President Obama's health-care reform law saved American consumers $2.1 billion on health insurance premiums in the past year, Secretary of Health and Human Services Kathleen Sebelius said Tuesday. It is proof, she said, that the program is helping to make "the insurance marketplace more transparent and more competitive."

In the overall picture, the savings are modest, but they offer a degree of assurance that the Affordable Care Act (ACA) – ridiculed by many conservatives as big-government financial disaster – can deliver on some promises of bringing down high health-care costs, experts say.  

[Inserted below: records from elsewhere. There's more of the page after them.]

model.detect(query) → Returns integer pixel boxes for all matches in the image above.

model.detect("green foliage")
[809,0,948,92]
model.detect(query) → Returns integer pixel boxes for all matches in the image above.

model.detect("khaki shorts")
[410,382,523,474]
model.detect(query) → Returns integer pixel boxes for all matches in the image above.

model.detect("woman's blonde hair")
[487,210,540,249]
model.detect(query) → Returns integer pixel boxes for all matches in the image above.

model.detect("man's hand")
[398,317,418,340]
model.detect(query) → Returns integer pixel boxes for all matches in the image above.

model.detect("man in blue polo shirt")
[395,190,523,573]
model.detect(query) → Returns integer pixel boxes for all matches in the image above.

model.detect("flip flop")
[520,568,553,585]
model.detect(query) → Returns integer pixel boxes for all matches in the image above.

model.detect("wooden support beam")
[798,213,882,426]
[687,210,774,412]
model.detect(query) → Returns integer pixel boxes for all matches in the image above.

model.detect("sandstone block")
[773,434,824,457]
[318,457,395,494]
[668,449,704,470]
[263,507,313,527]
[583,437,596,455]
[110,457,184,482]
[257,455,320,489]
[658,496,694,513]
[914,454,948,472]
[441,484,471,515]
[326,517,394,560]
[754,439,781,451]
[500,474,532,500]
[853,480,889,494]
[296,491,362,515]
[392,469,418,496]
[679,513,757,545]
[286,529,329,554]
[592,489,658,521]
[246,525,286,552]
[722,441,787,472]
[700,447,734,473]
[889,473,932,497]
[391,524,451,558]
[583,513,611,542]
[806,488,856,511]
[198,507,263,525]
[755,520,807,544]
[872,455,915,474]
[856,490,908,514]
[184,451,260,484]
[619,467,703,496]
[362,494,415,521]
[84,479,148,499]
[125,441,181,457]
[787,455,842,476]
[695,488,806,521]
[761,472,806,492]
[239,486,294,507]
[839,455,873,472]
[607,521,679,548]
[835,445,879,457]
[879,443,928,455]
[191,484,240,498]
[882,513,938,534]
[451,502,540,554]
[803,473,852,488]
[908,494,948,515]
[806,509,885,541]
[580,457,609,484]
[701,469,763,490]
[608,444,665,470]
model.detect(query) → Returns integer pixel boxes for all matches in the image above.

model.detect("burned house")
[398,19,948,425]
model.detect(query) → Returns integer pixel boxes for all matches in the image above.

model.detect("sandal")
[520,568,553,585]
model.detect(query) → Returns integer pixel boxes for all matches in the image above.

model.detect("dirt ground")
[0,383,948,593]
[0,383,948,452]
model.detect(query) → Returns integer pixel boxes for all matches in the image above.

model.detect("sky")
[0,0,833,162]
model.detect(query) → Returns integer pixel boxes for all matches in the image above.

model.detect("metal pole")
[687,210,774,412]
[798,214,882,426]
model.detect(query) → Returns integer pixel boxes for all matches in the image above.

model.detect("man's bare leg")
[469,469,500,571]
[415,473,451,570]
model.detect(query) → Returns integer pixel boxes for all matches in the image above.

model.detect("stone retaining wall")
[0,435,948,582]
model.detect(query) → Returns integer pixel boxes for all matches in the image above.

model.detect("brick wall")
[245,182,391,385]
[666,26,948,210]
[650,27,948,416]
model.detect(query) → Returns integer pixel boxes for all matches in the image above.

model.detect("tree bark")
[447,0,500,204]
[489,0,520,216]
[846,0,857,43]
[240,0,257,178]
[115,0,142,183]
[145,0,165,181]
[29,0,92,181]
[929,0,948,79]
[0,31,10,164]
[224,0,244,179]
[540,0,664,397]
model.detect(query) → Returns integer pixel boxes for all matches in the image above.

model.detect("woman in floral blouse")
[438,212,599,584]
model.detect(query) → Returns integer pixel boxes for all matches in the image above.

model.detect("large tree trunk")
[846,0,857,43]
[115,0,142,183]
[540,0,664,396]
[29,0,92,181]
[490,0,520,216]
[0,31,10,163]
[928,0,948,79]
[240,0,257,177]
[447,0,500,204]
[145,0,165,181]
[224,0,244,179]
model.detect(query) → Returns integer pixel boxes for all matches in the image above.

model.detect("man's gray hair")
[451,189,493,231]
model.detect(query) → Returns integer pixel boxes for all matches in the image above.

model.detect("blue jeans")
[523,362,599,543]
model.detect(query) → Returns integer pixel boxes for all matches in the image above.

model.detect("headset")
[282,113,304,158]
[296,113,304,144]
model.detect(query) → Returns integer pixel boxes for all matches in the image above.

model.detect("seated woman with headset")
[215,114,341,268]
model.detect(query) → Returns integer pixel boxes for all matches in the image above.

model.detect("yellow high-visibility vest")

Moreover, they offer a window on how states have begun to implement various cost-saving measures within the law with some success.

The reforms have "bolstered states’ exercise of their authority," says Brent Fulton, assistant adjunct professor of health economics and policy at University of California, Berkeley.  

The Rate Review Program strengthened the capacity of states to review – and reject – proposed insurance-rate increases of more than 10 percent. This saved Americans $1 billion on proposed rate increases that were either reduced or withdrawn during the review process, according to the Health and Human Services report.

The Medical Loss Ratio stipulates that insurance companies that provide individual and small-group plans must spend at least 80 percent of premium dollars on health-care benefits and only 20 percent on administrative costs and profits. Companies that spend less than 80 percent on health-care benefits must provide rebates to their customers. The additional $1.1 billion in savings came through this so-called 80/20 rule. 

The "report shows that these rules are beginning to work,” Secretary Sebelius said in a statement 

An April report by the Kaiser Family Foundation, which forecast the savings announced Tuesday, agreed: “While these provisions of the ACA are not likely to solve the problem of rising health insurance premiums or do much to restrain underlying health care costs over the longer term, they can help to ensure that consumers and businesses get greater value for their premium dollar.” 

Health-care providers are the main drivers of health-care costs, with the bulk of premiums going to new technologies, treatments, and drugs, says Dr. Fulton. Costs go up when high-cost providers exercise their market power, but the new law could give insurance companies more leverage in negotiating rate increases, he adds.

Although the main goal of the ACA was to expand insurance coverage to the uninsured, affordability remains a major issue. And in the end, the affordability aspects of the law will be judged by a simple measure, Fulton says: “Can the average family afford the average health insurance premiums?”